Quella che mi incuriosiva più di tutte, Once, è quella che più di tutte mi ha deluso

Elisabetta mi fa un sacco di domande pratiche, utili alla conoscenza, sembra stia consultando il catalogo degli uomini di Ikea. Mi annoio. Come mi annoia Once, dunque vado avanti. Così installo Lovoo. Ecco: Lovoo è simile al Paradiso Perduto di John Milton. Il caos più totale, il male oscuro. Pubblicità ovunque (salvo che tu sia premium, of course), gettoni, monete, sussurri, chat da iniziare con contatti opacizzati fino al messaggio, notifiche ogni dieci minuti sul telefono per braccarti e convincerti a uscire con qualcuno. 

Troppo incasinato per i miei gusti, anche se una lancia a suo favore devo spezzarla. Lovoo presenta le dirette stile Instagram e Tik Tok, con la possibilità, per l’host della trasmissione, di scegliersi qualcuno che partecipi alla diretta e portarlo in uno speed date video di due minuti. Ecco, questo è geniale. Peccato per il resto.

Lovoo è come il Paradiso Perduto di John Milton. Il caos più totale, il male oscuro

Infine: Facebook Dating, l’app di Zuckerberg presente all’interno di Facebook stesso, senza bisogno di scaricare nulla. Sincero? È la soluzione migliore se siete alla ricerca di nuove conoscenze. State tranquilli: l’app, furba, vi proporrà solo contatti che non avete già tra gli amici. È un posto sereno, nessuna notifica se non quando il match sarà ricambiato. Trasmette quiete perché la grafica è identica a quella del social più famoso e con alcune delle persone proposte avrete anche delle amicizie in comune (questa può essere anche un’arma a doppio taglio, per alcuni). 

Qui faccio amicizia con Roberta, con la quale ci facciamo un sacco di risate inviandoci reciprocamente i profili più improbabili che ci avevano abbordato (perché l’umanità è sconfinata ed è piena di attrattive da luna park).

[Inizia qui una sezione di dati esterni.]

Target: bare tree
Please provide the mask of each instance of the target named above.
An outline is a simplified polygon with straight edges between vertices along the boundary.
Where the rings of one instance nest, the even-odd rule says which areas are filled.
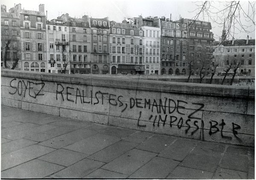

Alla fine della mia indagine, mi sono reso conto di due cose. La prima è che, nonostante queste app siano usatissime, ormai alla luce del sole, gli iscritti stessi ancora si vergognano di usarle. C’è un senso di colpa latente nel conoscere qualcuno online (forse tutto italiano?), come se si stesse facendo qualcosa di male, come se si fosse degli sfigati, anche in tempi di DPCM e pandemie. La seconda è la mia conclusione. Ho notato una grande solitudine, e una grande gioia, una speranza imbattibile, nei profili degli iscritti. Siano uomini o donne, a prescindere dall’app usata.

Nonostante queste app siano scaricatissime, molti iscritti si vergognano di usarle

Ognuno nella propria descrizione-profilo prova a dare il meglio, a strappare un sorriso, a essere incisivo, a distinguersi, a essere chiaro sui propri desideri. Anche sui propri dolori. Mi ha colpito tanto la bio di una ragazza che diceva: “Dopo tante ferite, eccomi qui!”. E, appena sopra, il suo sorriso splendente, un viso con un paio di brufoletti fuori posto, gli occhi azzurri accesi e un’improbabile frangetta bionda.

Ognuno di noi merita la felicità. Ognuno di noi, se lo desidera, merita di incontrare una persona. E merita di trovarla come gli pare.